Russell Vought, CFPB Leader, Requests $145 Million for Agency He Wants to Eliminate

Russell Vought, CFPB Leader, Requests $145 Million for Agency He Wants to Eliminate
Source: The New York Times

A federal judge ordered Russell T. Vought, the bureau's acting director, to keep requesting funds for the financial watchdog's operations.

To comply with a federal judge's order that funding for the Consumer Financial Protection Bureau cannot lapse, Russell T. Vought, the agency's acting director, sent a request on Friday to the Federal Reserve for $145 million to fund the bureau's operations -- but he made sure to note his displeasure.

Mr. Vought, the White House budget office director who also runs the consumer bureau, has been trying to shut down the financial watchdog since he took charge of it in early 2025. He said recently that he expected to close it "within the next two, three months."

But that cannot be done without congressional action, and court rulings in a lawsuit brought by the agency's staff union and other plaintiffs have forced Mr. Vought to keep the bureau alive, if only barely.

The bureau is funded through cash transfers from the Federal Reserve; the agency's director submits requests several times a year. The request on Friday is the first time Mr. Vought has sought money for the bureau. The $145 million will fund it for the current quarter, which ends in March.

Mr. Vought used an arcane legal argument late last year to claim that the Federal Reserve could no longer fund the consumer bureau because the Fed -- which had operated at a loss since 2022 -- had no "combined earnings" with which to finance it. That argument ran counter to the Fed's longstanding practice.

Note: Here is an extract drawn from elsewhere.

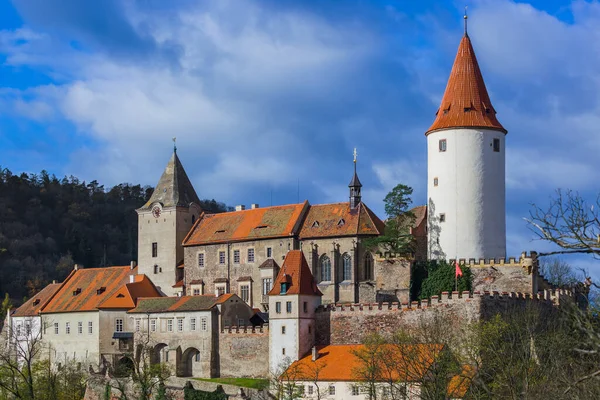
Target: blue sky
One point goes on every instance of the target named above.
(265, 94)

Judge Amy Berman Jackson of the Federal District Court in Washington rejected Mr. Vought's argument last week in a blistering ruling that opened by quoting Mr. Vought's words about his desire to shutter the bureau.

Neither the law nor the Fed's willingness to fund the agency had changed, Judge Jackson wrote, adding, "The only new circumstance is the administration's determination to eliminate an agency created by Congress with the stroke of a pen."

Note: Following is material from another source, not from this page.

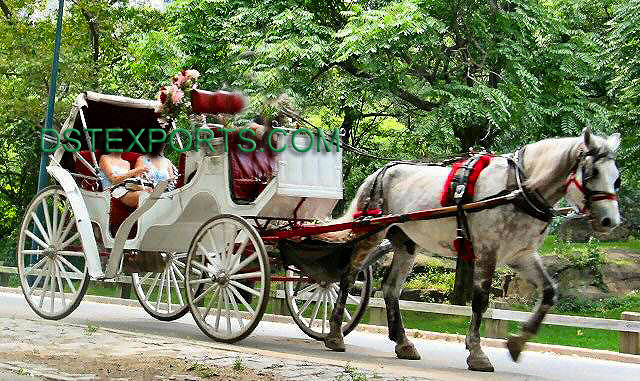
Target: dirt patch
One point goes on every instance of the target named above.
(134, 368)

"I disagree with the opinion and order," Mr. Vought wrote Friday in his funding request.

Created by Congress after the 2008 financial crisis, the consumer bureau has sweeping enforcement and rule-making powers over Wall Street. Under Democratic presidents, the agency had been an aggressive watchdog. It compelled big banks and other financiers to return nearly $20 billion to customers through refunds and canceled debts.

Mr. Vought -- who has called the bureau a "woke & weaponized agency against disfavored industries and individuals" -- stopped nearly all of its work and tried to fire 90 percent of its employees. While court orders have, for now, blocked that purge, Mr. Vought has kept most employees sidelined.

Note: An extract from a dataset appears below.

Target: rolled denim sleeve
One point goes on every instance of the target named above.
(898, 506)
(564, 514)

Bank examinations, for example -- a core duty of the agency -- came to a complete halt after his arrival and have not restarted.

Next month, the full U.S. Court of Appeals for the District of Columbia Circuit will hear an appeal of Judge Jackson's decision that Mr. Vought cannot decimate the bureau by firing virtually all of its employees.

The money Mr. Vought requested was a bit more than half of what the agency previously needed -- before President Trump returned to office -- to fund its quarterly operations. That's in line with the sweeping domestic spending bill Mr. Trump signed last year, which slashed the total funding the agency can request from the Fed to slightly more than half of its previous amount.